In the last few years, a number of different countries have passed laws regulating the loudness of audio in television and other broadcast mediums. Surprisingly, loudness is a difficult concept to capture with a simple technical specification. Current regulations set limits for a number of different audio metrics, including overall loudness, maximum short-term loudness, and the true peak level of a signal.
What are true peaks?
To understand how true peaks differ from sample peaks, we have to go back to the basis of digital audio: the Sampling Theorem. This theorem states that for every sampled digital signal, there is only one correct way of reconstructing a band-limited analog signal into a digital one such that the analog signal passes through each digital sample. Digital-to-analog converters try to approximate this correct analog waveform as closely as possible. For more details on this fascinating theorem, we recommend this video from xiph.org.
Some audio editors are able to display the digital samples and an approximation of the corresponding analog waveform. In iZotope RX, both of these signals appear when you zoom far enough in. The blue line represents the analog signal, while the white squares are the digital samples.

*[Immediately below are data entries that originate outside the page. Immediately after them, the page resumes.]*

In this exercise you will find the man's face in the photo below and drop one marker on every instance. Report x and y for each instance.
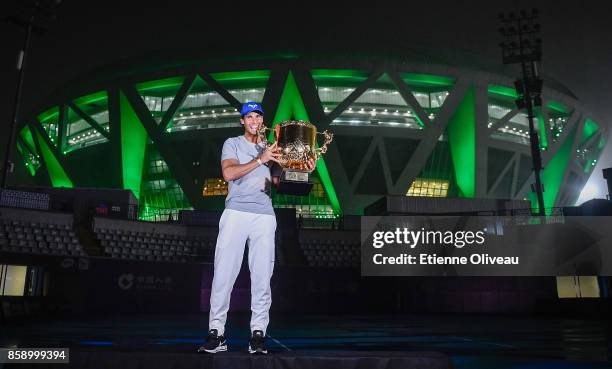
(251, 122)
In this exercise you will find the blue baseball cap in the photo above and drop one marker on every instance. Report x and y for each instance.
(250, 106)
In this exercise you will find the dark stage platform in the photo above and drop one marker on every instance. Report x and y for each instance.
(320, 341)
(239, 360)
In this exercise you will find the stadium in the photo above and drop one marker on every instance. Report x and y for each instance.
(109, 225)
(401, 128)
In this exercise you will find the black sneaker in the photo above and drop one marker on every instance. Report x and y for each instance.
(257, 344)
(214, 343)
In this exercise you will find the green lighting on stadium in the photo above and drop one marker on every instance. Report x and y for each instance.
(251, 76)
(160, 84)
(503, 91)
(26, 135)
(552, 175)
(58, 176)
(426, 80)
(26, 159)
(462, 140)
(355, 76)
(558, 107)
(133, 144)
(590, 128)
(93, 98)
(52, 113)
(542, 126)
(292, 106)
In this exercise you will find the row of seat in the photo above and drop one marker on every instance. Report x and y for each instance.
(22, 236)
(130, 245)
(31, 247)
(158, 235)
(25, 223)
(135, 245)
(328, 252)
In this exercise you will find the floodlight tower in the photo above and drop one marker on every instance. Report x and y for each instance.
(523, 45)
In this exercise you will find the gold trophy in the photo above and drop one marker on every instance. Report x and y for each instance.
(297, 141)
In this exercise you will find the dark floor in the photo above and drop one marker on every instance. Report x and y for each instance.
(471, 341)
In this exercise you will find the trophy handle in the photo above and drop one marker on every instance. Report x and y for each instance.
(323, 149)
(261, 133)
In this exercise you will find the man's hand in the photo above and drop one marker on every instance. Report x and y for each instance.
(311, 164)
(271, 154)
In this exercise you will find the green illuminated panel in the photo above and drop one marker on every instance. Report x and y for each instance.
(590, 128)
(462, 140)
(26, 135)
(160, 194)
(25, 155)
(542, 134)
(427, 80)
(244, 76)
(50, 115)
(339, 75)
(100, 97)
(503, 91)
(160, 86)
(557, 107)
(291, 106)
(552, 175)
(158, 95)
(57, 174)
(133, 144)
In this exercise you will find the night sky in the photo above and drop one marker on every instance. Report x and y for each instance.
(577, 40)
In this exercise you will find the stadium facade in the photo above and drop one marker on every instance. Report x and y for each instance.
(401, 128)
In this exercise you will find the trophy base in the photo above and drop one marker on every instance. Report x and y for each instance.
(294, 183)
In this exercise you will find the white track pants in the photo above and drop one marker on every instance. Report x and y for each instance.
(235, 229)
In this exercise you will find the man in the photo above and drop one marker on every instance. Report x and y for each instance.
(248, 218)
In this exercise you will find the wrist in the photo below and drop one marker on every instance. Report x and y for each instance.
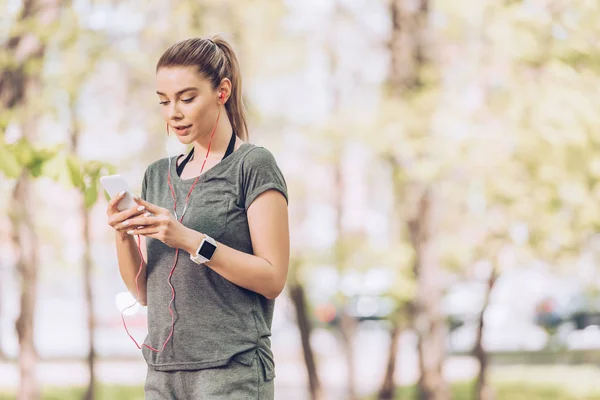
(193, 240)
(122, 236)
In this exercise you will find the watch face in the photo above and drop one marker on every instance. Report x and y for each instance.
(207, 250)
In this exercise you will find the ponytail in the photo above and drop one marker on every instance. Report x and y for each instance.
(235, 105)
(216, 61)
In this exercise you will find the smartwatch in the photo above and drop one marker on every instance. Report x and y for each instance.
(205, 251)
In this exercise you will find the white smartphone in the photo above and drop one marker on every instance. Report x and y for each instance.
(115, 184)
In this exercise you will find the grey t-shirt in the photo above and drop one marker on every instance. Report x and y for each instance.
(215, 319)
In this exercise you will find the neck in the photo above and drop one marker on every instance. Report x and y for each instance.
(220, 140)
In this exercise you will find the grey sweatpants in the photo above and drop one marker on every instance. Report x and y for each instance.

In RX, you can click and drag on an individual sample to change it and see how the analog signal reacts. For example, if you move a single sample very far, we can see that a large amount of ripple appears in the analog signal around that sample.
It’s clear that the analog signal’s peak is quite a bit higher than the highest digital sample. The highest point the analog signal reaches is called the true peak while the highest digital sample is called the sample peak. Since a digital signal has to be converted to an analog signal to be heard, the true peak is a much more sensible metric for the peak level of a waveform.
It turns out that for real audio signals, quite often the true peak is significantly higher than the sample peak, so it’s important to measure carefully.
How are true peaks detected?
BS.1770, the international standards document used as the base for regional loudness specifications, gives a suggested algorithm to detect the true peak level of a digital signal. This algorithm is a relatively simple one: first, upsample the signal to four times its original sampling rate, and then take the digital peak of the new, upsampled signal. We can perform this algorithm manually in RX: first, open the “Resample” module and select a sample rate four times the original rate, then open the waveform statistics window and check the sample peak level. Here’s what the test signal above looks like after it has been upsampled to four times its original rate:
As you can see, after upsampling, the true peak level is now very close to the sample peak.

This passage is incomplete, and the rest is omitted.